最年少のスタッフの方に大天井ヒュッテの良さをたずねたところ、「スタッフの人柄」と言っていました。


メニューその4、オアシス
全天候型憩いの場「オアシス」が今年2008年にできました。宿泊の方だけではなく、通過の方もくつろげる空間です。ぜひお立ち寄りください。オアシスで見つけた気になるメニュー・・・「こんぶうどん」。関西ではよく食べるらしいですね。でも味付けは関西風ではないみたいですよ。スタッフの方がおいしいと言ってました。
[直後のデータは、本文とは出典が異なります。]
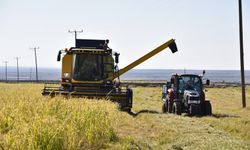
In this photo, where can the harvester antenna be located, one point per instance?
(17, 69)
(35, 48)
(75, 32)
(242, 70)
(6, 70)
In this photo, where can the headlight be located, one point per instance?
(66, 75)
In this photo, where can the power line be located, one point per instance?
(6, 70)
(242, 57)
(75, 32)
(35, 48)
(17, 67)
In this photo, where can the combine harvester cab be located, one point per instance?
(91, 70)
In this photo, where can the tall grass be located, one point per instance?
(30, 121)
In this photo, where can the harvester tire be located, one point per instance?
(164, 107)
(207, 108)
(177, 108)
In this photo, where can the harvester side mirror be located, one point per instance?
(173, 47)
(59, 56)
(117, 58)
(208, 82)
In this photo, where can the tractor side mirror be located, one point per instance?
(59, 56)
(172, 80)
(117, 58)
(207, 82)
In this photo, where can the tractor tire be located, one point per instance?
(165, 107)
(207, 108)
(177, 108)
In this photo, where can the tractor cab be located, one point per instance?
(90, 70)
(187, 82)
(184, 93)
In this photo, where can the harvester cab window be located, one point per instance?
(87, 67)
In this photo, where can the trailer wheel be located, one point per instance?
(207, 108)
(164, 107)
(177, 108)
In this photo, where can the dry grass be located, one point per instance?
(30, 121)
今度行ったらぜひ食べたいものです。


支配人の小池さんに大天井ヒュッテ周辺のビューポイントを教えていただきました。
その1、鋸歯岩(のこばいわ) ※小池さん命名です。
大天井岳と槍ヶ岳方面の分岐から槍ヶ岳方面に向かった岩場のところです。そこから見る槍ヶ岳が素晴らしいらしいのですが、記者にはそんな余裕はありませんでした。高瀬ダムは撮影しましたが・・・見るポイントが違っていたみたいです。槍ヶ岳が写っている写真は同行した友人が撮影したものです。普通の人はこれくらいの余裕があるのかもしれませんが、十分注意してください。
鋸歯岩の絶景高瀬ダム
その2、槍見坂(やりみざか) ※小池さん命名です。
大天井ヒュッテから大天荘に向かう途中の坂で、名前の通り槍ヶ岳が見られるそうです。大天井ヒュッテから何分くらい歩いた所か聞くのを忘れてしまいました。

大天井ヒュッテのホームページは、随時更新されています。情報が盛りだくさんですよ。

登山ルートについては、
当サイト内記事 表銀座~東鎌尾根~槍ヶ岳~西鎌尾根 縦走 をご覧下さい。

大天井ヒュッテを境目に燕岳側はコマクサが咲き、槍ヶ岳方面はコマクサを見かけることはなく様々な花が咲いていました。